Supportive as she was of preliminary ventures from 1896 in the Sydney suburbs of Ashfield and Summer Hill, on 21 July 1899 White told the 46 delegates at the Australasian Union Conference session[3] that “the grand and ennobling work we have to do for the Master” required a purpose-built institution. Almost spontaneously, immediate fund-raising began; White pledged (and borrowed to pay) 100 of the 905 pounds raised the same day. Thereafter she actively stimulated the search for land in a non-urban setting yet close to the significant population of the country’s first city. She inspected the 80-acre Wahroonga site with others during October 1899, fostered the gathering of funds (8,453 pounds was spent on the building, its furniture and equipment by opening day), and vacationed on the property in January 1900. Her letters until 1907 demonstrated a sustained interest in the Sanitarium.
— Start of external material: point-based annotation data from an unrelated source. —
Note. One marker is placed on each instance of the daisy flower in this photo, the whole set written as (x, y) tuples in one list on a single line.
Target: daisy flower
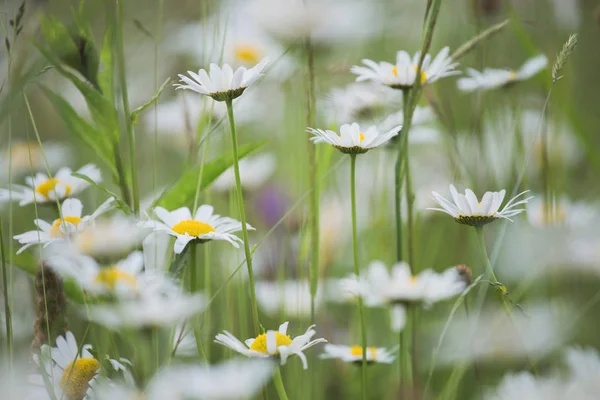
[(44, 189), (223, 83), (69, 224), (70, 372), (399, 288), (352, 139), (467, 210), (125, 278), (491, 78), (357, 102), (403, 74), (290, 297), (207, 382), (353, 354), (203, 226), (272, 344), (108, 238), (152, 308), (23, 156)]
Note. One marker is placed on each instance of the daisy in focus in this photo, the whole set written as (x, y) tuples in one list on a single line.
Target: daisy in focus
[(61, 228), (272, 344), (45, 189), (468, 210), (202, 227), (352, 139), (403, 74), (353, 354), (223, 83), (400, 289), (491, 78), (70, 372)]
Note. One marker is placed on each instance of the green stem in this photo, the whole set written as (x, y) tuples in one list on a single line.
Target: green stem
[(312, 159), (7, 314), (406, 381), (278, 381), (240, 198), (126, 110), (399, 176), (361, 310)]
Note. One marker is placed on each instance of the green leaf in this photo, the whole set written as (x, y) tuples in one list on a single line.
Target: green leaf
[(135, 113), (183, 191), (106, 76), (121, 205), (82, 129)]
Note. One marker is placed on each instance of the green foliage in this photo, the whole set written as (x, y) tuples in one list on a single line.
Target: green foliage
[(183, 191), (81, 129)]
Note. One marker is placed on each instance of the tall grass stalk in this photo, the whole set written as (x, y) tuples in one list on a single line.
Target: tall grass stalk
[(240, 199), (361, 308), (126, 109), (5, 292)]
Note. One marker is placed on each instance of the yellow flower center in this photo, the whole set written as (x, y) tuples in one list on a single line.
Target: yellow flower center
[(357, 351), (247, 53), (192, 228), (110, 276), (423, 74), (48, 185), (77, 376), (55, 231), (260, 343)]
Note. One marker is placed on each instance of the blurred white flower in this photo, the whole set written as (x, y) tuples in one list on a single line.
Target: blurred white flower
[(468, 210), (203, 226), (223, 83), (403, 73), (399, 288), (242, 44), (353, 354), (292, 298), (64, 227), (272, 344), (206, 382), (352, 139), (358, 102), (230, 380), (324, 21), (124, 279), (561, 212), (44, 189), (112, 237), (254, 172), (531, 333), (150, 309), (492, 154), (494, 78), (525, 386), (71, 373), (23, 157)]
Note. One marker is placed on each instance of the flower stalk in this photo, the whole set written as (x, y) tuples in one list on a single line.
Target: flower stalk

The institution, extensively rebuilt and renamed Sydney Adventist Hospital in 1973, has changed from a rural “health home” with orchards, vegetable gardens, poultry and a dairy, to embrace scientific medicine. White’s writings fostered this transformation as well as a continuing emphasis on the values of wholistic healthcare. The outreach of the hospital’s nurse education program continues to enrich Adventist mission in many parts of the world, and has been enhanced since 1973 by the visits of surgical teams to the Pacific Islands, Asia, Africa and elsewhere.

Further perspectives on its first hundred years are available in a 277-page illustrated volume printed by Signs Publishing Company, Warburton.[4]

 Arthur N. Patrick, posted 15 August 2012

 

 

 

 

 

 

 


[1] Australasian Good Health, Vol. 6, No. 2 (1 February 1903).

[2] See Roger W. Coon, The Great Visions of Ellen G. White (Hagerstown: Review and Herald, 1992), 90-107.

[3] Union Conference Record, Special Numbers 1-10 (10 July 1899 to 31 July 1899).

[4] Arthur N. Patrick, The San: 100 Years of Christian Caring, 1903-2003 (Wahroonga: Sydney Adventist Hospital Limited, 2003).